Mary Jo heard his low curse, but then his lips were on hers, tasting of gingerbread. She had never liked it quite so much. Thoughts of gingerbread disappeared as his kiss became more and more demanding, desperate even, as if he were drowning again and grabbing for a line. She felt the desperation in every touch, in the way his lips possessed hers.
Her body leaned against his, her mouth opening eagerly for him. She'd never felt anything like it, not this wild, mindless elation. Tremors of pleasure ran through her body as his tongue entered her mouth and caused a flood of heady sensations.
She felt his arousal pressing against her, as his tongue searched, loved, seduced, until she felt her legs might collapse under her with her need for him, with her craving to be closer and closer to him, to be one with him. Everything about him was intense, and that intensity flowed into her, wiping away every vestige of caution, of common sense. She wanted to be a part of him, to share pain and joy and laughter and desire. She wanted him, needed him the way she needed the sun, or food.

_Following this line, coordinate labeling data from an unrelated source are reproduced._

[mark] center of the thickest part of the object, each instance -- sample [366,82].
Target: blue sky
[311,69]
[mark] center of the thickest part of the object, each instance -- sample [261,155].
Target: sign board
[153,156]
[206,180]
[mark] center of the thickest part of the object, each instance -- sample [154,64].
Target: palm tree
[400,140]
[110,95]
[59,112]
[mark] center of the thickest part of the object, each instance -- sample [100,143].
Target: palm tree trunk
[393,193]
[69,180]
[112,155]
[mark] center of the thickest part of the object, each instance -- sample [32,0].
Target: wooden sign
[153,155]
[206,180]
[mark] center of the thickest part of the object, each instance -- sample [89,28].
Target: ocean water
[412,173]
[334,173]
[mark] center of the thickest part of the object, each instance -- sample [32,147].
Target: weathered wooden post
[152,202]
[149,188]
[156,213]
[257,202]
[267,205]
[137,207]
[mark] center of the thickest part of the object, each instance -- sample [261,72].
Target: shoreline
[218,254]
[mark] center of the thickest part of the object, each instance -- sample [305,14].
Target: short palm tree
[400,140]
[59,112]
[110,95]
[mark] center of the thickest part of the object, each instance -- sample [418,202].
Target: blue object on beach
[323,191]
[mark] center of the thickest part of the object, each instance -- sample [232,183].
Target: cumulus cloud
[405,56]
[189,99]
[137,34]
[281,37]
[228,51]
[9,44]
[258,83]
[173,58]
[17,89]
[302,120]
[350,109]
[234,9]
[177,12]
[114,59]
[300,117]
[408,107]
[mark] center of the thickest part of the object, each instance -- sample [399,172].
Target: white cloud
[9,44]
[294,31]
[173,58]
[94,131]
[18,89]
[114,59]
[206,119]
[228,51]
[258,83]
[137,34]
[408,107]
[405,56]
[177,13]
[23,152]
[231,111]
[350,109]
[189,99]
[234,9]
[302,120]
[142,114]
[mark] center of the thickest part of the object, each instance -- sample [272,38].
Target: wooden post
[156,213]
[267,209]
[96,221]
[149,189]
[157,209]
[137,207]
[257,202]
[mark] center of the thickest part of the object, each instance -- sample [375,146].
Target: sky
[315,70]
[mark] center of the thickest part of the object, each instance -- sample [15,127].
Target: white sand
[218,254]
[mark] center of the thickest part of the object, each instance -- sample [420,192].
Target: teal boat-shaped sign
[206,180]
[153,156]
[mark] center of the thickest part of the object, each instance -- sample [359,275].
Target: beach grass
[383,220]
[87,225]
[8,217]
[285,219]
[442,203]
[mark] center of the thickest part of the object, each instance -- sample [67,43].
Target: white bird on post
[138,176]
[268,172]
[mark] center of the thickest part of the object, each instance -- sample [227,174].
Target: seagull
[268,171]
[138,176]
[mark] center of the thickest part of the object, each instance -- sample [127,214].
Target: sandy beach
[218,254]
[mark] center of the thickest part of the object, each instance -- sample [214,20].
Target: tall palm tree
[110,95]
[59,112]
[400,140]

Her arms went around his neck, and she felt his left arm drawing her close as he took his mouth from hers and his lips burned a trail down the side of her face. He then just held her cheek next to his heart, and she heard his quickened breathing.
“I want you,” he said in a voice hoarse with emotion. “You should run like the devil was after you.”
“I can't,” she whispered.
He pulled back, his eyes burning into hers, as if seeking answers. “I can't stay.”